Tokyo Üniversitesi ve Stanford Üniversitesi’nde kök hücre araştırmacısı olan Nakauchi, bir gün koyun ve domuz gibi hayvanlarda özelleştirilmiş insan organları yetiştirme hayalini takip ederek ülkeden ülkeye gitti. Yalnızca Amerika Birleşik Devletleri’ndeki nakil bekleme listesinde 116.000’den fazla hastayla Nakauchi, fikrinin yaşamları değiştirebileceğini umuyor.
Bu nihai hedef hala çok uzak, ancak sonunda Japonya’daki bakanlık yetkilileri tarafından yeşil ışık verildi. 2014 yasağından bu yana hükümetin onayını alan ilk araştırmacı olan Nakauchi, kamuoyu anlayışı ve güveninin yetişebilmesi için işleri yavaştan almayı planlıyor. Nakauchi, “Derhal insan organları yaratmayı beklemiyoruz, ancak bu noktaya kadar edindiğimiz bilgi birikimine dayanarak araştırmamızı ilerletmemizi sağlıyor” dedi.
Deneyler, insan kaynaklı pluripotent kök hücrelerin, pankreas yapamayacak şekilde genetik olarak manipüle edilmiş sıçan ve farelerin embriyolarına enjekte edilmesiyle başlayacak. Amaç, kemirgen embriyosunun, insan hücrelerini, kendisini bir pankreas yapmak için kullanmasıdır. İki yıl boyunca, ekip, bu kemirgenlerin gelişme ve büyümesini izleyerek süreçteki organlarını ve beyinlerini dikkatle izlemeyi planlamakta. Ancak o zaman araştırmacılar aynı şeyi domuzlarla yapmak için onay isteyebilecekler.
Geçmişte insan-hayvan embriyoları oluşturulmuş olsa da – domuz-insan embriyoları ve koyun-insan embriyoları gibi – daha önce terimleri için gelişmeye asla izin verilmedi.
Bu tür araştırmaların en büyük korkularından biri, bu insan kök hücrelerinin gerçekte bir hayvanda nereye gittikleri ve enjekte edildiklerinde ne tür hücrelere girebilecekleri üzerine yoğunlaşmaktadır.

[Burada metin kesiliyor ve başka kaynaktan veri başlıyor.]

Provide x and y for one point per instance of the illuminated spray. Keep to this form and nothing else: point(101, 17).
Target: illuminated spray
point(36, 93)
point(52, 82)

Nakauchi ve ekibi bu tedaviyi sadece pankreasla sınırlamayı hedeflemeye çalışırken, kemirgen beyinlerinin %30’undan fazlası insan olduğunu tespit ederse deneyi askıya alırlar. Bunlar, hükümetin “insanlaşmış” bir hayvanın ortaya çıkmasını önleme koşullarının bir parçası.
Ancak Nakauchi bunun olacağını düşünmüyor. Geçen yıl, Stanford’daki arkadaşları ve meslektaşları ilk insan-koyun embriyosunu başarıyla yaptılar. 28 gün sonra imha edilmesine rağmen, melez hiçbir organ içermiyordu ve çok az insan hücresi içeriyordu.
Nakauchi, “İnsan hücrelerinin yalnızca belirli organların oluşumuna katkıda bulunmasını sağlamaya çalışıyoruz, bu yüzden daha az etik kaygı olmalı” dedi.